There are different clinical symptoms of Salmonella infections, including the following: gastroenteritis, enteric fever, bacteremia and focal disease (including soft tissue infection). Moreover, Salmonella can persist in the bowel after an infection, when the clinical symptomatology of the acute infection has disappeared and generates the condition of chronic colonization, or a chronic carrier. A resulting Salmonella infection was one of the most common food-borne infections, caused from contaminated water, milk and food. It was also reported that the transmission was associated with reptiles. For infants, ingestion of contaminated formula is a significant risk factor associated with Salmonella infection . Case control studies suggested that breast-feeding was a strong protective factor against acquiring Salmonella infection during infancy . In this study, although the baby was fed a mixed diet (breast milk and milk powder), the route of infection was unclear. Through further questioning of the history of feeding, it was determined that the formula might have been stored inappropriately during summer and the baby might have become infected from contaminated formula.
Salmonella osteomyelitis is very rare in normal children, amounting to 0.45% of all osteomyelitis cases. The infection is usually associated with hemoglobinopathies, such as sickle-cell disease, malignancies and immune deficiencies . There are few reports about Salmonella osteomyelitis in healthy individuals in English. From 1978 to 2012, 21 cases of Salmonella osteomyelitis in healthy children have been reported in the United States. In the present case, the patient was younger than 1 month. He was previously healthy and showed no manifestations of anemia and immunosuppression. To our knowledge, the report of Salmonella osteomyelitis in a healthy neonate is very rare. Regarding these cases in China, there are no detailed national data about the incidence of neonatal Salmonella and neonatal osteomyelitis. However, sporadic case reports show that the incidence of Salmonella infections in neonates ranges from 1 to 2 cases for every 1000 pediatric hospital admissions, while neonatal osteomyelitis accounts for approximately 2–4% of all pediatric osteomyelitis cases in China.

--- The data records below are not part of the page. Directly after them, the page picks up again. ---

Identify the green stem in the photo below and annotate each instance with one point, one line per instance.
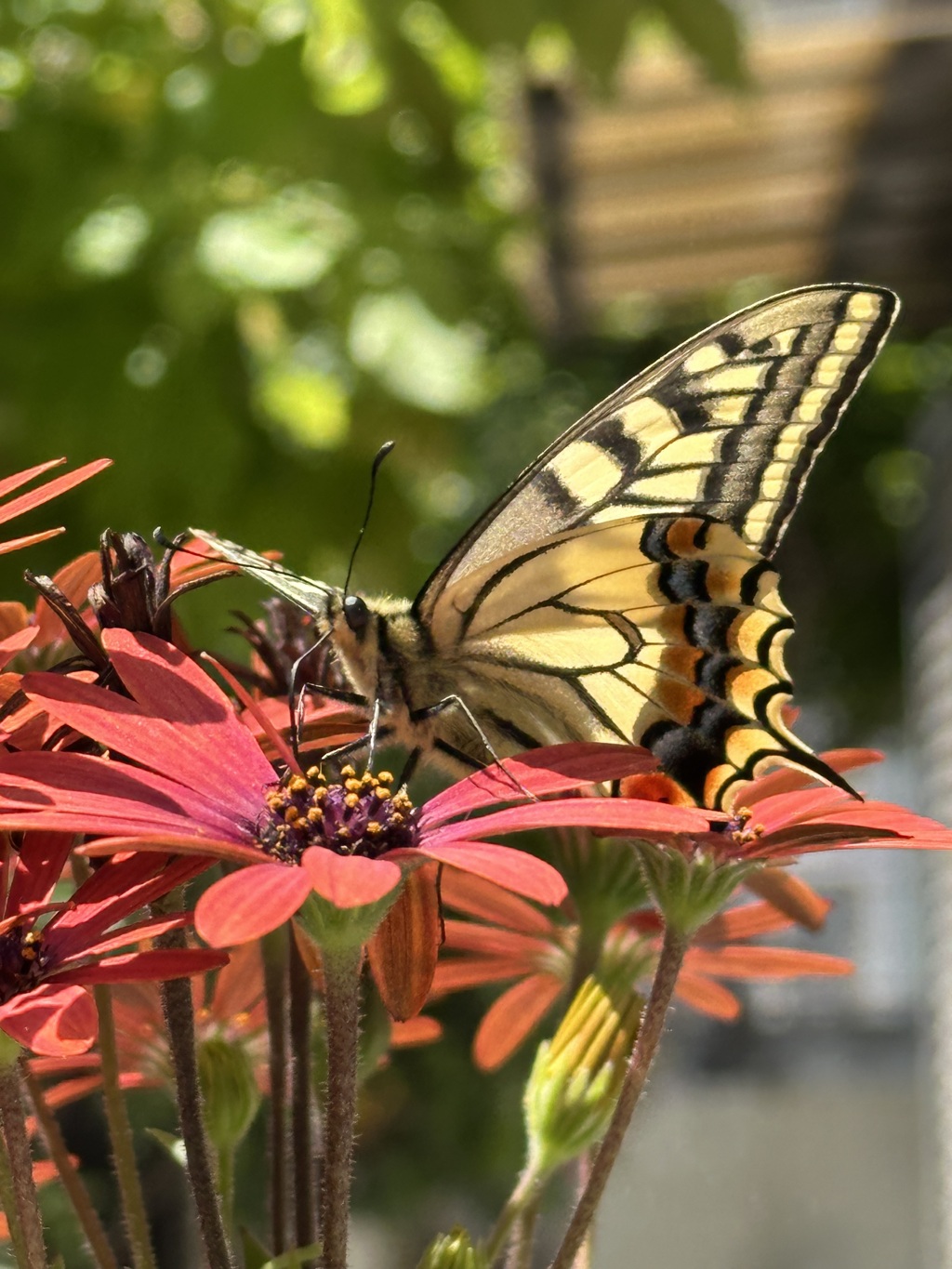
(134, 1207)
(274, 946)
(302, 1102)
(20, 1192)
(341, 1011)
(669, 963)
(73, 1184)
(523, 1198)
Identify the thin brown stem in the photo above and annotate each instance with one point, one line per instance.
(179, 1014)
(302, 1102)
(669, 963)
(134, 1206)
(341, 1014)
(23, 1210)
(520, 1254)
(77, 1193)
(275, 994)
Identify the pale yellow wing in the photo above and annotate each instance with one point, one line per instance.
(664, 631)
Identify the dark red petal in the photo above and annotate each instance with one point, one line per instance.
(511, 1018)
(514, 869)
(40, 866)
(152, 966)
(489, 903)
(350, 880)
(247, 904)
(403, 951)
(553, 769)
(51, 1019)
(492, 941)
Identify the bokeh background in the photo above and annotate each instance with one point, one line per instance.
(243, 243)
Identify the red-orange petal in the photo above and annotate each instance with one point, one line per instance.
(250, 903)
(350, 880)
(403, 952)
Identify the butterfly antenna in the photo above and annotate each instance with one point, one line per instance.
(375, 468)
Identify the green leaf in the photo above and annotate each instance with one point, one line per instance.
(711, 31)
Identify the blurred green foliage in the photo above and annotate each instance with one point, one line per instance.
(245, 242)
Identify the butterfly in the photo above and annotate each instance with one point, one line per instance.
(621, 589)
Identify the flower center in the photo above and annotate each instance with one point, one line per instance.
(742, 830)
(358, 816)
(21, 960)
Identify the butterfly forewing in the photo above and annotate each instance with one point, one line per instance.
(726, 425)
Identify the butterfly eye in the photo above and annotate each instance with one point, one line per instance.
(355, 613)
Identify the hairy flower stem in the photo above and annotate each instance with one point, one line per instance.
(86, 1214)
(179, 1015)
(341, 1009)
(20, 1193)
(134, 1207)
(520, 1255)
(274, 946)
(524, 1198)
(302, 1103)
(669, 963)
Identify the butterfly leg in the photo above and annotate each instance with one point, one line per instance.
(458, 703)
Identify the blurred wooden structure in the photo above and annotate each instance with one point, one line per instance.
(838, 162)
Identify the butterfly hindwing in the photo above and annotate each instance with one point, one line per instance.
(728, 425)
(664, 631)
(306, 593)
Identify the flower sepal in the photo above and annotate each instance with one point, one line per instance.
(454, 1250)
(690, 889)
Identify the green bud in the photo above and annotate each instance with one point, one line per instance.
(454, 1250)
(230, 1091)
(690, 890)
(576, 1075)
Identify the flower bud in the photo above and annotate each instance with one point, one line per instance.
(452, 1250)
(576, 1075)
(231, 1094)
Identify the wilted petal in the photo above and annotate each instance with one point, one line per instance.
(403, 953)
(509, 1019)
(516, 869)
(247, 904)
(51, 1019)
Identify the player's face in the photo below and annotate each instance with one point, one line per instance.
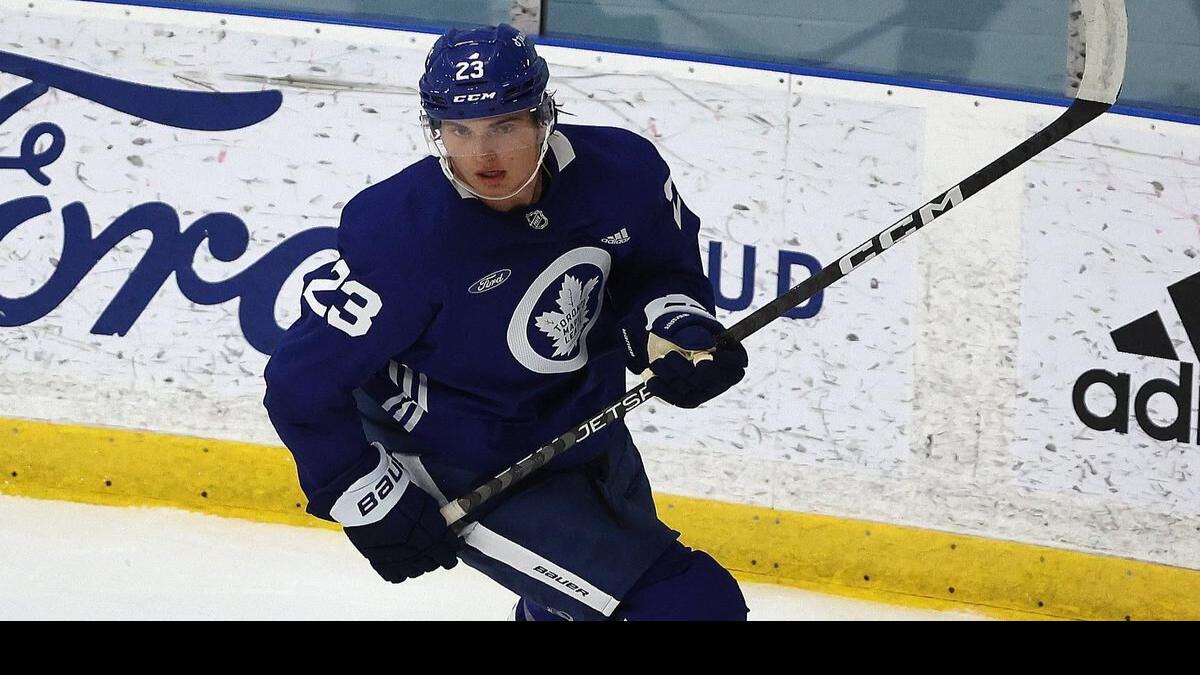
(493, 155)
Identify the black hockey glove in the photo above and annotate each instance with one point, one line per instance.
(393, 523)
(682, 363)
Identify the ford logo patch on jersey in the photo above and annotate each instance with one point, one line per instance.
(491, 281)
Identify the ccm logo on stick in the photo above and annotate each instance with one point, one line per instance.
(901, 228)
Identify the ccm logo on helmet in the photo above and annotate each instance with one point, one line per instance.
(472, 97)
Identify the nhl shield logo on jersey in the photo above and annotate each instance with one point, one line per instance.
(550, 327)
(537, 219)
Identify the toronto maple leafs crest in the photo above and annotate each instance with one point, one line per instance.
(550, 327)
(565, 324)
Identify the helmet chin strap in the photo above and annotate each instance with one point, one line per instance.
(449, 173)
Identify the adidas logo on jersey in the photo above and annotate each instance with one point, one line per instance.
(617, 237)
(1147, 336)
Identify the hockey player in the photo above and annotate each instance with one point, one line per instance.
(487, 299)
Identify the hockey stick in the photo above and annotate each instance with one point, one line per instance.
(1103, 73)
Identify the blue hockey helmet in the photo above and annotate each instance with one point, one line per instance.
(483, 72)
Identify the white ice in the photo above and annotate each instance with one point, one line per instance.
(71, 561)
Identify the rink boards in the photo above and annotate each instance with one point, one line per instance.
(1023, 371)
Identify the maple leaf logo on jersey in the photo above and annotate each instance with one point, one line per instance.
(565, 326)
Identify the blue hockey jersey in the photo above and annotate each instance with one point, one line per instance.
(484, 334)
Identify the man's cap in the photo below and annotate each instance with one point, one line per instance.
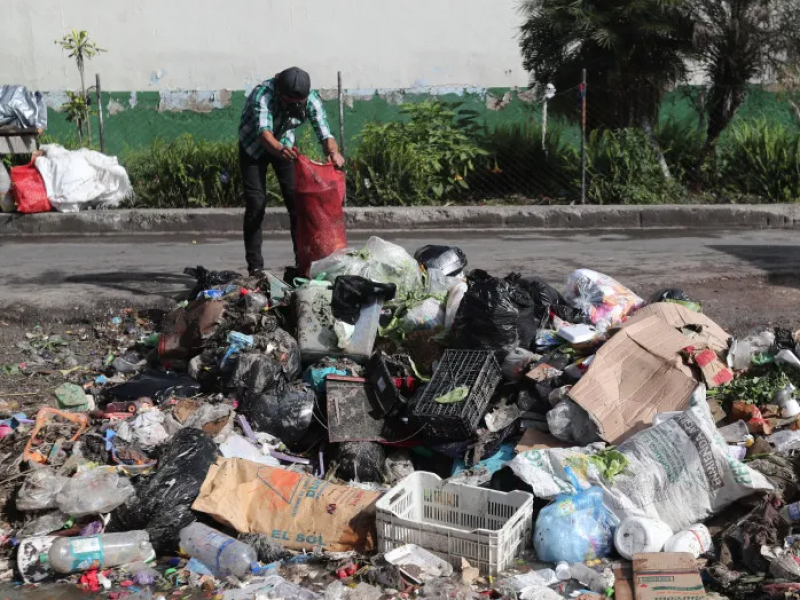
(294, 83)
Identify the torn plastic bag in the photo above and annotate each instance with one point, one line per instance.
(602, 300)
(488, 315)
(94, 492)
(570, 423)
(208, 279)
(257, 373)
(156, 385)
(187, 330)
(576, 527)
(448, 259)
(378, 261)
(286, 415)
(40, 489)
(351, 293)
(363, 462)
(22, 108)
(163, 503)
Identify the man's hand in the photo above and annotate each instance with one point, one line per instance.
(287, 153)
(337, 159)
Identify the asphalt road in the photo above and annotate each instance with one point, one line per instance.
(746, 279)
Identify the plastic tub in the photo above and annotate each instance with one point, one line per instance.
(451, 520)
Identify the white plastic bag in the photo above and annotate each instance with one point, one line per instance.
(678, 471)
(76, 179)
(601, 299)
(94, 492)
(40, 489)
(378, 260)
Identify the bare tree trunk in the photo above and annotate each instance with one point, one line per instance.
(647, 127)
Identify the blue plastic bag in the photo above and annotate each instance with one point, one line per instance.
(575, 527)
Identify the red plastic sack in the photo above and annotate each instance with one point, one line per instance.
(28, 188)
(319, 204)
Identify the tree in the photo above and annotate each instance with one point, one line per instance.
(633, 50)
(82, 48)
(742, 41)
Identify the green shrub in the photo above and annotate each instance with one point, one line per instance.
(521, 165)
(762, 159)
(189, 172)
(622, 169)
(423, 159)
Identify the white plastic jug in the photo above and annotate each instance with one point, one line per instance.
(637, 534)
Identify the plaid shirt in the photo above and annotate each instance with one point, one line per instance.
(262, 112)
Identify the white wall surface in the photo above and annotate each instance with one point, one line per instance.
(232, 44)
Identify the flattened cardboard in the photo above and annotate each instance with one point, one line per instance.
(680, 317)
(667, 576)
(294, 510)
(533, 439)
(639, 372)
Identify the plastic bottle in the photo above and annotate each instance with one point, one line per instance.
(695, 540)
(791, 513)
(219, 552)
(637, 534)
(106, 550)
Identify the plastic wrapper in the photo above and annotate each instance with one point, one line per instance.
(378, 261)
(602, 300)
(516, 363)
(163, 502)
(94, 492)
(575, 527)
(40, 489)
(22, 108)
(570, 423)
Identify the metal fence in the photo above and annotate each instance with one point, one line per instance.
(533, 146)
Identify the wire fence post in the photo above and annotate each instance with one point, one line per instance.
(583, 139)
(100, 113)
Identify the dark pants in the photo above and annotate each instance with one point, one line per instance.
(254, 176)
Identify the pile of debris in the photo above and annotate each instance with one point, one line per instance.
(394, 426)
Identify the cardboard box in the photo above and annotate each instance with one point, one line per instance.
(294, 510)
(641, 370)
(666, 576)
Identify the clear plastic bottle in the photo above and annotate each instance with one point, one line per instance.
(219, 552)
(106, 550)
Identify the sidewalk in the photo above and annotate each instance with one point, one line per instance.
(229, 220)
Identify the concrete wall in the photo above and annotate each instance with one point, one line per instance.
(156, 45)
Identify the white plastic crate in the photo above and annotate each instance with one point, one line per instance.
(452, 520)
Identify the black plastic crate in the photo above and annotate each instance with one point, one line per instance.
(476, 369)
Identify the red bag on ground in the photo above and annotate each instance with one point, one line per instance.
(28, 188)
(319, 204)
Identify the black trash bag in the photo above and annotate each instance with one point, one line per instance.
(489, 313)
(287, 415)
(162, 504)
(676, 294)
(359, 461)
(351, 292)
(156, 385)
(448, 259)
(207, 279)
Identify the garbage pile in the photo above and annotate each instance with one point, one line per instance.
(397, 426)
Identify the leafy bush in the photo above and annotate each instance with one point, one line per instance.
(622, 169)
(189, 172)
(426, 157)
(762, 159)
(520, 164)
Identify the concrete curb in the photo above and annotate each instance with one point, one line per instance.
(229, 221)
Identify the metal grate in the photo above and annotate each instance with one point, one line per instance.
(476, 369)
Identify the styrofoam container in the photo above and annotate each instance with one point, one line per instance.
(695, 540)
(635, 535)
(455, 521)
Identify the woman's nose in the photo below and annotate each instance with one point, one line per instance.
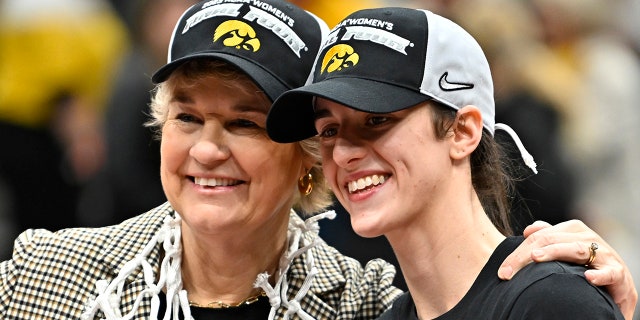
(211, 146)
(346, 152)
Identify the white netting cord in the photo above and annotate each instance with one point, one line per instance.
(526, 156)
(109, 295)
(298, 245)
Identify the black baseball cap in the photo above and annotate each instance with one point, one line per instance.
(388, 59)
(273, 41)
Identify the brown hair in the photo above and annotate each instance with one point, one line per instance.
(197, 69)
(491, 172)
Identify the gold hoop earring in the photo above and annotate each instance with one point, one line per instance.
(305, 184)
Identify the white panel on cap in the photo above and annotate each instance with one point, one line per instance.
(451, 49)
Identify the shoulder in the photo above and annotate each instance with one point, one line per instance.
(559, 290)
(403, 308)
(61, 268)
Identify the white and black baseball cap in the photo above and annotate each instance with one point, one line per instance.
(388, 59)
(273, 41)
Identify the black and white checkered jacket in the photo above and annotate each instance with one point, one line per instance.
(53, 275)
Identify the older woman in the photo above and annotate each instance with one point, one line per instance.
(228, 243)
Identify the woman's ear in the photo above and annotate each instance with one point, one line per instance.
(467, 132)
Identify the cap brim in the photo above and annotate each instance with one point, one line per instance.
(271, 86)
(292, 117)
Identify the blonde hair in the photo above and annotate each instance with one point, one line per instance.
(197, 69)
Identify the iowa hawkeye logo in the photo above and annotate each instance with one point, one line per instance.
(338, 57)
(237, 34)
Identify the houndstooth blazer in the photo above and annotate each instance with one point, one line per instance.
(52, 275)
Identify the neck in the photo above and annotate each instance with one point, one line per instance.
(442, 254)
(224, 267)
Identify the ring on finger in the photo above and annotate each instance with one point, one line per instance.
(592, 254)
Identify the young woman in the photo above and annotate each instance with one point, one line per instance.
(402, 101)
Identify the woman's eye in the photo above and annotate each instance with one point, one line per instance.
(185, 117)
(377, 120)
(243, 123)
(328, 132)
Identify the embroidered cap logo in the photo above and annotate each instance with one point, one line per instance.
(338, 57)
(237, 34)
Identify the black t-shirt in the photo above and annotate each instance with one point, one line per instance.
(258, 310)
(549, 290)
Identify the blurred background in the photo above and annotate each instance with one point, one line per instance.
(75, 84)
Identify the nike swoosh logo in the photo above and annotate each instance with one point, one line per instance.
(446, 85)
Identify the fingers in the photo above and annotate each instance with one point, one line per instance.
(620, 288)
(569, 242)
(537, 225)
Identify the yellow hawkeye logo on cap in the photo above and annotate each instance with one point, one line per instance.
(338, 57)
(239, 35)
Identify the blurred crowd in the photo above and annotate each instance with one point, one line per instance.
(75, 84)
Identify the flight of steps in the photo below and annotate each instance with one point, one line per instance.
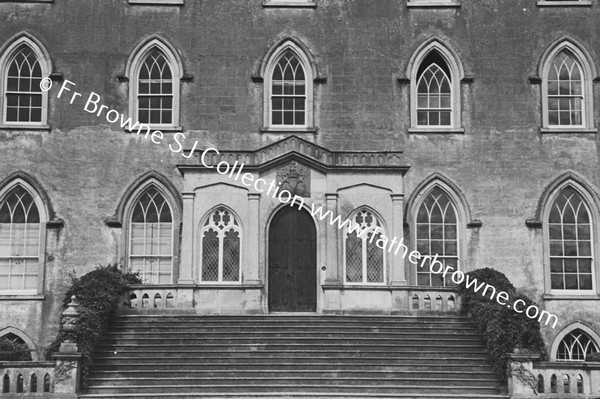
(279, 356)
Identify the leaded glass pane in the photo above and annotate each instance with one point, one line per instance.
(19, 241)
(365, 262)
(570, 242)
(565, 93)
(437, 234)
(288, 91)
(23, 93)
(575, 346)
(155, 90)
(434, 92)
(151, 238)
(221, 247)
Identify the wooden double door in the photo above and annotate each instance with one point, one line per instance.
(292, 262)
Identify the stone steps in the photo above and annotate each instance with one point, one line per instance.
(278, 356)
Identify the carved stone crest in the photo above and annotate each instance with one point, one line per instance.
(295, 178)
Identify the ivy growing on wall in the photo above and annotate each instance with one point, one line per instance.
(98, 294)
(502, 328)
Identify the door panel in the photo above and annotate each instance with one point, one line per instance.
(292, 262)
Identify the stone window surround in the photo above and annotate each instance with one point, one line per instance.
(44, 225)
(591, 204)
(8, 52)
(457, 79)
(134, 65)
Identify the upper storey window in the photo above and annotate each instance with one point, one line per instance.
(437, 234)
(435, 89)
(151, 238)
(567, 90)
(23, 93)
(434, 92)
(288, 90)
(154, 94)
(288, 95)
(24, 65)
(155, 90)
(21, 240)
(570, 242)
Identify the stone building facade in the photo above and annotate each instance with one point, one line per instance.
(467, 129)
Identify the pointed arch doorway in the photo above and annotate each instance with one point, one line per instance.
(292, 262)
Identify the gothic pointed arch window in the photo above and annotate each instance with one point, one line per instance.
(151, 237)
(24, 64)
(437, 234)
(364, 261)
(567, 88)
(22, 221)
(435, 89)
(154, 92)
(576, 346)
(288, 100)
(220, 247)
(570, 242)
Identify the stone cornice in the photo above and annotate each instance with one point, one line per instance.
(294, 147)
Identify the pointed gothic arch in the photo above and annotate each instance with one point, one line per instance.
(220, 235)
(567, 69)
(150, 212)
(435, 73)
(24, 62)
(23, 220)
(437, 214)
(288, 72)
(364, 262)
(569, 214)
(155, 69)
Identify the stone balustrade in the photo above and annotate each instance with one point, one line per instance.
(18, 378)
(441, 300)
(552, 380)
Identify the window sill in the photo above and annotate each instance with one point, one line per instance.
(573, 130)
(25, 127)
(565, 3)
(274, 129)
(290, 3)
(432, 3)
(164, 129)
(443, 130)
(18, 297)
(157, 2)
(571, 297)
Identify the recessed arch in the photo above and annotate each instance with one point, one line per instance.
(24, 61)
(567, 70)
(564, 333)
(24, 337)
(154, 70)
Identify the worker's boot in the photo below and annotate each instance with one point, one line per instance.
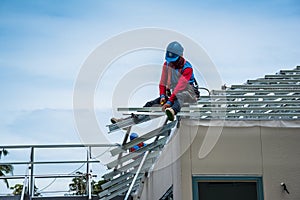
(115, 120)
(170, 113)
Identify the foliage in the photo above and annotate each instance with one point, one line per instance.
(5, 169)
(78, 185)
(17, 190)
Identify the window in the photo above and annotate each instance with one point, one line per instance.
(229, 187)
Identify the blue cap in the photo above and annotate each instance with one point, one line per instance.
(174, 50)
(171, 57)
(133, 136)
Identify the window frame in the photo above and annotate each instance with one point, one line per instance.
(198, 178)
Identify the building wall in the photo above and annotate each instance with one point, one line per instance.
(270, 152)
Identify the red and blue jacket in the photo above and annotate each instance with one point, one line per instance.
(175, 76)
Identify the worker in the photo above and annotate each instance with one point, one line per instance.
(177, 83)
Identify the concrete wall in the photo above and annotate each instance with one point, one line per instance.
(270, 152)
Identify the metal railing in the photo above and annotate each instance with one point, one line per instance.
(30, 175)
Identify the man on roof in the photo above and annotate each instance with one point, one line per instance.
(177, 83)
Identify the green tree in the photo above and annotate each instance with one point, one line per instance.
(5, 169)
(17, 190)
(78, 185)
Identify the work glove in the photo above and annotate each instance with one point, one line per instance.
(162, 101)
(165, 106)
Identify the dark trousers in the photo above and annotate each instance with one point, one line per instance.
(181, 98)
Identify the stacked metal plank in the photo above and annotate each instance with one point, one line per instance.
(125, 166)
(273, 97)
(270, 98)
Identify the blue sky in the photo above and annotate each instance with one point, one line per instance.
(43, 45)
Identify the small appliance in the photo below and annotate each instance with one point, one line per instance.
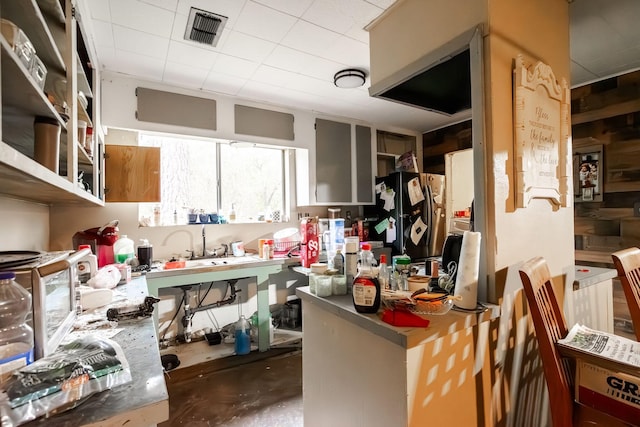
(51, 278)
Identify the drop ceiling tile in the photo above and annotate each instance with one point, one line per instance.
(170, 5)
(102, 33)
(148, 45)
(273, 76)
(184, 75)
(383, 4)
(191, 54)
(108, 60)
(238, 67)
(625, 22)
(139, 65)
(333, 15)
(99, 9)
(265, 23)
(290, 7)
(350, 52)
(284, 97)
(142, 17)
(358, 34)
(584, 45)
(293, 60)
(223, 83)
(247, 47)
(286, 58)
(310, 38)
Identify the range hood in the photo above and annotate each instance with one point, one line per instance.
(439, 82)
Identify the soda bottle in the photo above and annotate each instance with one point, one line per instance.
(366, 287)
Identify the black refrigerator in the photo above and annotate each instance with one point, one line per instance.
(408, 215)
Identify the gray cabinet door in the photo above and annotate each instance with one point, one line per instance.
(364, 173)
(333, 162)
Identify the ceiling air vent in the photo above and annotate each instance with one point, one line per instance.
(204, 27)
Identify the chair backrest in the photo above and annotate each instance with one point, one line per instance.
(550, 326)
(627, 262)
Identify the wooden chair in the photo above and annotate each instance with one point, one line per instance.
(559, 368)
(627, 262)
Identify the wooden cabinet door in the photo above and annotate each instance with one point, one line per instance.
(132, 174)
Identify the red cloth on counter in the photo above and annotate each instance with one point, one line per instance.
(401, 317)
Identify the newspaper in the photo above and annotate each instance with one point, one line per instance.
(604, 344)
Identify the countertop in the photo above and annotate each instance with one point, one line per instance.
(142, 402)
(586, 276)
(406, 337)
(209, 265)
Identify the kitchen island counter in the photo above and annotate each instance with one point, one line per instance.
(142, 402)
(358, 370)
(406, 337)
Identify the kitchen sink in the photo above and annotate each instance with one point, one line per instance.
(206, 262)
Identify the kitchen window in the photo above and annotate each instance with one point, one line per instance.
(204, 177)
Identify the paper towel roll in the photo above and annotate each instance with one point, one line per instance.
(468, 270)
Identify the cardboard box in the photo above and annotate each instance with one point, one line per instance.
(608, 391)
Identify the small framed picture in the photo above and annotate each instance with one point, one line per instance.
(587, 175)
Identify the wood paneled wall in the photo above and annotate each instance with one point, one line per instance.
(608, 113)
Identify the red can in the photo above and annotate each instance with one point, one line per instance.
(310, 244)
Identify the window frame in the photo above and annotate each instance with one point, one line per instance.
(285, 176)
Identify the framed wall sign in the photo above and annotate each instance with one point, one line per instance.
(587, 174)
(541, 134)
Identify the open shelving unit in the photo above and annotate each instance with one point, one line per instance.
(54, 37)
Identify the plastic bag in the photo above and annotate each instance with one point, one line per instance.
(107, 277)
(63, 380)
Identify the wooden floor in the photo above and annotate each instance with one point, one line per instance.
(258, 389)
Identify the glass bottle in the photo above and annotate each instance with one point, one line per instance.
(243, 336)
(366, 287)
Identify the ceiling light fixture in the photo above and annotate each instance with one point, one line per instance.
(349, 78)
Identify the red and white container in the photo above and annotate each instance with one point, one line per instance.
(310, 243)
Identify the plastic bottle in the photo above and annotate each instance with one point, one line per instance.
(87, 266)
(16, 337)
(232, 213)
(243, 336)
(383, 273)
(317, 270)
(123, 249)
(366, 287)
(350, 260)
(145, 252)
(338, 262)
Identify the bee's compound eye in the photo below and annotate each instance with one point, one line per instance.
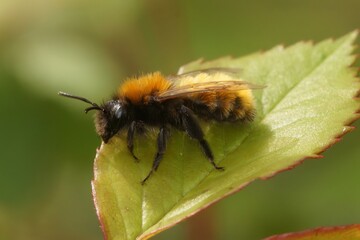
(118, 111)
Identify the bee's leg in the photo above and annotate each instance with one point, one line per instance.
(161, 144)
(192, 127)
(130, 139)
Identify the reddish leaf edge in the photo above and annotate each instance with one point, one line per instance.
(317, 155)
(321, 231)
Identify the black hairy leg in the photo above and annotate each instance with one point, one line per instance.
(130, 138)
(193, 129)
(161, 147)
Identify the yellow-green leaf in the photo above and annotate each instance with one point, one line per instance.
(307, 104)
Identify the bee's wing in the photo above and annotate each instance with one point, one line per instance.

Salmonella osteomyelitis is clinically and radiologically indistinguishable from osteomyelitis caused by other organisms. Moreover, the signs of osteomyelitis in plain radiographs usually do not appear until 10 to 14 days after onset of symptoms [5,6,7]. Diagnosis is often delayed during the acute phase. With regards to our case, the radiographs were normal on admission and the osteomyelitis feature was found 2 weeks after the onset of disease. More attention should be paid to neonates with local swelling or redness and osteomyelitis should be considered. Moreover, it is suggested that MRI is helpful for diagnosing osteomyelitis earlier compared to radiographs . In early osteomyelitis, bone marrow edema with a low signal on T1- and a high signal on T2-weighted images are visible. Gadolinium injection results in an important signal enhancement of the infected marrow. Therefore, we suggest that it is better to perform MRI during the start of symptoms if the radiographs and ultrasound are silent.
Adjusting antibiotic therapy, according to the results of the culture, is very important for Salmonella osteomyelitis. Usually, Salmonella is sensitive to fluoroquinolones, third generation cephalosporins and penicillin antibiotics . The case reported by Saturveithan C was sensitive to ampicillin . In our study, the susceptibility results for Salmonella showed that it was sensitive to ceftriaxone and meropenem, while it resistant to ampicillin sulbactam. The total duration of antibiotic administration was 28 days (ampicillin sulbactam 4 days and meropenem 24 days). There was no optimal suggestion about the duration and routes of antibiotic administration for Salmonella osteomyelitis in neonates.
In conclusion, Salmonella should be kept in mind in the differential diagnosis of neonatal osteomyelitis. It is important to start antibiotic therapy as soon as possible and to adjust therapy in relation to the susceptibility of the bacterial strain.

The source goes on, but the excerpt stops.